Exhibition of paintings by Zelda Fitzgerald

I wonder why we have never been very happy and why all this has happened. It was much nicer a long time ago when we had each other and the space around the world was warm. Can’t we get it back someway – even by imagining?

Scott arranged for an exhibition of Zelda’s paintings, hoping it might help her recover. She chose the title Sometimes Madness is Wisdom, and he wanted to change it. The curator, however, assured him the general public would not know the paintings were done in a sanitarium and would read the title as something symbolic.

But perhaps Zelda was trying to come to terms with her madness. She spent her lucid hours trying to understand it. Her predisposition came from a long family history of mental illness on both sides. Her maternal grandmother and aunt both committed suicide before she was born. Her father, a well-respected and successful judge, suffered from long periods of depression so debilitating he would isolate himself for months. Just the year before, her older brother leaped to his death from the hospital room where he was being treated after a nervous breakdown. And decades later, one of her grandchildren, an accomplished linguist, would also take his own life.

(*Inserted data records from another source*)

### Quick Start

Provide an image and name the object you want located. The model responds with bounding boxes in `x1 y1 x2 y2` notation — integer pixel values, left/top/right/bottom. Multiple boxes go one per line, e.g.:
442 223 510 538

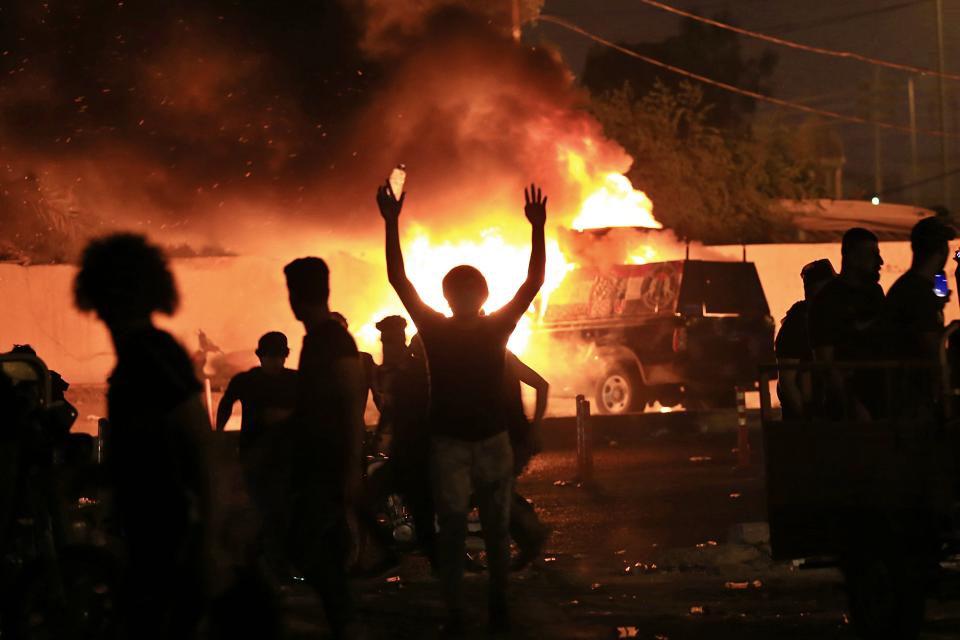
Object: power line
539 15 960 138
764 0 929 33
638 0 960 80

One of her doctors had diagnosed her and Scott with une folie à deux or shared delusional disorder (SDD). Their lives were so intertwined they developed the same obsessions, the same insecurities, the same psychoses. Analyses of their books and writings reveal that they had incalculable influence on each other’s work. It’s hard to separate them; one would not have existed without the other. Their marriage was a partnership of equals – in intellect, foolishness, love, passion and every essence. It is one of the greatest love stories ever told, albeit also tragic. Towards the end, Scott admitted himself eight times to try to stop drinking but died of a heart attack at the age of 44. Zelda perished seven years later in a hospital fire where she was locked inside her room.

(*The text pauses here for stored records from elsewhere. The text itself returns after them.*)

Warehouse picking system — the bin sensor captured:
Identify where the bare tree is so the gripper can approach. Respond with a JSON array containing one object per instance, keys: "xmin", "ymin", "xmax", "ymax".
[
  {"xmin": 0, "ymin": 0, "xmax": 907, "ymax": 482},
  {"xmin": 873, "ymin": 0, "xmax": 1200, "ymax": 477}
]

But in their short lives amidst all that madness and wildness, Zelda published a book and magazine articles, wrote plays and short stories, danced and painted. They wrote hundreds of beautiful letters to each other – an almost grandiose chronicle of the entire Jazz Age. And despite his self-destructive alcoholism, or maybe because of it (the history of alcohol and writers is long, and the correlation documented), Scott wrote arguably the best American novel there is – The Great Gatsby now sells half a million copies a year. Maybe Zelda was right. Sometimes, madness is wisdom.